Un’area “diversa” dovrà avere il coraggio di dire che un bilancio di Stato così insostenibile è una bomba messa nelle mani dei nostri figli e che sarà disposta a tutto per disinnescarla ad esempio dando spazio alla libera iniziativa dei nostri giovani, che hanno idee brillanti come da tradizione dell’imprenditorialità italiana, ma non hanno la possibilità materiale di attuarle perché lo Stato italiano oggi non è loro amico. Un’area “diversa” dovrà decidere da che parte schierarsi, se dalla parte di queste élite in crisi o da quella delle energie che arrivano dalla società, dall’associazionismo, dall’imprenditoria, e che non si sono ancora espresse perché già erano consce del trattamento che avrebbero ricevuto. Un esempio è l’ascesa di “Ciudadanos” in Spagna, che in una decina d’anni ha superato il PSOE e sta per superare il PP; o il Presidente Iohannis in Romania, che è sceso in piazza ad ascoltare la popolazione durante le proteste contro la corruzione che si stanno svolgendo in questi giorni. Vista la complessità della società contemporanea, quest’area “diversa” dovrà necessariamente essere plurale e aperta, un’agorà pronta a riflettere sulle nuove sfide della politica diventando punto di riferimento per il dibattito e il dialogo tra generazioni.
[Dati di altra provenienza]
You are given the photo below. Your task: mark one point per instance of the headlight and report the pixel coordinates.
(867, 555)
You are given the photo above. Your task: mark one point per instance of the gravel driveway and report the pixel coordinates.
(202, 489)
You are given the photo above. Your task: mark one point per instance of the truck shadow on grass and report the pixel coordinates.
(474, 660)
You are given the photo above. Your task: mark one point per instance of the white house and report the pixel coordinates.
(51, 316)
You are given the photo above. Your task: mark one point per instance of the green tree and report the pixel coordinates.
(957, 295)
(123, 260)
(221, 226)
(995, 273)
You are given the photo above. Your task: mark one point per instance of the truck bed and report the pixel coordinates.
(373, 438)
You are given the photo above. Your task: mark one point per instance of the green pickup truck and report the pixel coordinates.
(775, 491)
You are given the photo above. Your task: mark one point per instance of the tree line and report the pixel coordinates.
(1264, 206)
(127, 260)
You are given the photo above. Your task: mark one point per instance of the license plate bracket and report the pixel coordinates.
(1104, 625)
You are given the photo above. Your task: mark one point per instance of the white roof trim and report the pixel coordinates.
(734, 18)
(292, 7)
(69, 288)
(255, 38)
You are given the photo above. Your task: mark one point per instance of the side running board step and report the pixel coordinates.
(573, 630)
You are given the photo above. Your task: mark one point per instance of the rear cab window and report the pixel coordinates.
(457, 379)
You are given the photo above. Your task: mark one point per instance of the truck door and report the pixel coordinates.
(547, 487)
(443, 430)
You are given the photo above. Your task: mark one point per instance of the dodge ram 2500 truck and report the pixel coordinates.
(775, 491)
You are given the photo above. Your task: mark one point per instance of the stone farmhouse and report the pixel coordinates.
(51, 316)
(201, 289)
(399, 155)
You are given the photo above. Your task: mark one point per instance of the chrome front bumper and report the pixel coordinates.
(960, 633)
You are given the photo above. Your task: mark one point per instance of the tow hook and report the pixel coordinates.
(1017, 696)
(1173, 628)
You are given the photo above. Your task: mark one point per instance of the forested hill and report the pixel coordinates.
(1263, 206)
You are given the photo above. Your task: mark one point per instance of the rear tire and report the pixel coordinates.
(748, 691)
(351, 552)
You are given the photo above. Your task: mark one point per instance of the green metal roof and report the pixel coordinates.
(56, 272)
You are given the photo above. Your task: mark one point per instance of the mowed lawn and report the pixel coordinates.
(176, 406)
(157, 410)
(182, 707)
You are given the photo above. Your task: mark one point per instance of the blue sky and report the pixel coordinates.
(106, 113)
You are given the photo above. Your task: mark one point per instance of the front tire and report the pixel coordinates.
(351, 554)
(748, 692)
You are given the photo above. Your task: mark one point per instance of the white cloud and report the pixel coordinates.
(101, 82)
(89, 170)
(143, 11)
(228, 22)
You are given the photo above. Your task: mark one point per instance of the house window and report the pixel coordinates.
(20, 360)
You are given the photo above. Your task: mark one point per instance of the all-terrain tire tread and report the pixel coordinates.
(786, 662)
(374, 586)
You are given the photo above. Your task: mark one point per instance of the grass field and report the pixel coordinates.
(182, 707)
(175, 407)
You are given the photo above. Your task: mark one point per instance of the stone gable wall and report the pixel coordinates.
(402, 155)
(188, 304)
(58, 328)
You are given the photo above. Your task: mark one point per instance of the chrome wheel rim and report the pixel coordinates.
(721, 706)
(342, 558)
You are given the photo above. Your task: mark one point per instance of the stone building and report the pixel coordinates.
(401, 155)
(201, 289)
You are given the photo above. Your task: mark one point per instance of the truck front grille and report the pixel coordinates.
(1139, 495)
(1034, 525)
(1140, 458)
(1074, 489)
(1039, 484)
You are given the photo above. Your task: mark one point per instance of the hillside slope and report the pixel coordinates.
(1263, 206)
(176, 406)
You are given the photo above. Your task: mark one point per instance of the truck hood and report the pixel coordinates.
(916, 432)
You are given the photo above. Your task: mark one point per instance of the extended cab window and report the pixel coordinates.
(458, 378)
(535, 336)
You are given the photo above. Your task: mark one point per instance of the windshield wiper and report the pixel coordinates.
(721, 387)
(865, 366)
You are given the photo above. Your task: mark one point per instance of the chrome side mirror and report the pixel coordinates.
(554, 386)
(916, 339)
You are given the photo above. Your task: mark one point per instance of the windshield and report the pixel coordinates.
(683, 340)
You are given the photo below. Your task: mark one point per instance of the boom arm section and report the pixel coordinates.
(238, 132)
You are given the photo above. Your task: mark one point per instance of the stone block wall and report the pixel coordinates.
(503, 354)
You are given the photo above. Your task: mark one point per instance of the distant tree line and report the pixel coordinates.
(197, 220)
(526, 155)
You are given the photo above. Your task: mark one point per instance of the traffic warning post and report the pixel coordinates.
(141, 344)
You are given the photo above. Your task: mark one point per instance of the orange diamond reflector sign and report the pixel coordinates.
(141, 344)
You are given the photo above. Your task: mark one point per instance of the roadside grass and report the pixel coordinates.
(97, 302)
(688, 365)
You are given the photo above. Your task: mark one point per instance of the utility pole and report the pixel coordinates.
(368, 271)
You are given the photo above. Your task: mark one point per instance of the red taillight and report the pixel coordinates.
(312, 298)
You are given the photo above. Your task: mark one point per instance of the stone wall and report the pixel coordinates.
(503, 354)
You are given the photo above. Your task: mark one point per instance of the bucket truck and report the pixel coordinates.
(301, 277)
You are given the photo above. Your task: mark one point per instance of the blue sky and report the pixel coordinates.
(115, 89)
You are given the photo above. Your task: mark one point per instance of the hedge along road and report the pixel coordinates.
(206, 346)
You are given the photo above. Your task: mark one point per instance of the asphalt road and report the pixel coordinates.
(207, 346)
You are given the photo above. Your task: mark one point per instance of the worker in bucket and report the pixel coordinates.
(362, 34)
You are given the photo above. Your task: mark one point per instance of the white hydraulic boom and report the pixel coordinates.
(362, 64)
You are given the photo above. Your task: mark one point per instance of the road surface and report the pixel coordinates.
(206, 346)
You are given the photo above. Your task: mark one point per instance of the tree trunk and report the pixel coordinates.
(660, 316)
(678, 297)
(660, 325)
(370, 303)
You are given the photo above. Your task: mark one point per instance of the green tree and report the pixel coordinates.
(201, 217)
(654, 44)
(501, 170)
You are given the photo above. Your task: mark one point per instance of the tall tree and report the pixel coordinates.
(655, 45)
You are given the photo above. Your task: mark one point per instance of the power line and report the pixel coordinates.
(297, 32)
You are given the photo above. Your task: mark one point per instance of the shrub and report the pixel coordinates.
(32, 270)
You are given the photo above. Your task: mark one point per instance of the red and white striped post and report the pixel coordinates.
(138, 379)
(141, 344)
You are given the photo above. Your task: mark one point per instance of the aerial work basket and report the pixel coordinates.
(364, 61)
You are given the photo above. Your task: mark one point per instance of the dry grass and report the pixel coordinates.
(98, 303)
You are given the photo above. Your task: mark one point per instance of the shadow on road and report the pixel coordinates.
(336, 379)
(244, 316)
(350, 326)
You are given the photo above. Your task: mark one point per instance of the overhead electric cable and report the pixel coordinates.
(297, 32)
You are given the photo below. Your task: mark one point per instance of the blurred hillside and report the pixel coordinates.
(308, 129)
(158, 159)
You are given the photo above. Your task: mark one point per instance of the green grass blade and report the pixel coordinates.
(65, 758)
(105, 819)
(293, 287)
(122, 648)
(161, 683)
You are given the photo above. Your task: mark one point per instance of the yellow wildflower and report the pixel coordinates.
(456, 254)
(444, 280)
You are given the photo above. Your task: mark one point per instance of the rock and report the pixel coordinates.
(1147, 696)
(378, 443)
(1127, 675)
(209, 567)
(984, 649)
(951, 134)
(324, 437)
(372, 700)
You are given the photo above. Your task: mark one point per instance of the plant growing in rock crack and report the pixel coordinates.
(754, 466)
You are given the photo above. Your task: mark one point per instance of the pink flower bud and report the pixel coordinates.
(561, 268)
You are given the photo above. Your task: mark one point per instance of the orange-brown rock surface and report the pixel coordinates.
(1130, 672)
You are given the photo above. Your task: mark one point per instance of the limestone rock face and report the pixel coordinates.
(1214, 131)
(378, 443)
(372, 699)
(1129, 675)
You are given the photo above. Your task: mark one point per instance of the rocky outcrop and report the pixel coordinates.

Dopo tutta questa negatività, posso dire con fiducia che apprezzo gli sforzi di Alessandro Urzì e degli altri quarantenni, dando vita ad un’associazione hanno dimostrato di aver capito l’impossibilità di dare una forma partito ad un’area “diversa” da quelle presenti nel panorama politico italiano. Solo se cercheranno di essere altro rispetto a quello che abbiamo visto fino ad oggi, riusciranno a creare una nuova realtà nella politica italiana. Alla politica di oggi manca un sogno per potersi distinguere dalla tecnocrazia, dall’amministrazione dell’ordinario. La manifestazione di ieri ha dimostrato che c’è un popolo che ha voglia di qualcosa di diverso, ma ha sbagliato i riferimenti, perché Salvini, Berlusconi e la Meloni continueranno a proporre la brutta copia dei tempi che furono. E allora, a maggior ragione, per non lasciarli soli, dovremo impegnarci tutti per dare un progetto concreto e credibile alla voglia di cambiamento. Soltanto la somma di tutte le forze positive sparse nel territorio potranno trasformare la politica in un sogno, in un senso di appartenenza indispensabile per tuffarsi in un’avventura.

Se questa bella iniziativa a cui oggi i quarantenni hanno dato vita saprà farsi carico di ascoltare tutte le idee provenienti dalle realtà più diverse sarà anche in grado un giorno di dare proposte concrete ad un’area “diversa”, alla quale ho tutta la voglia del mondo di partecipare.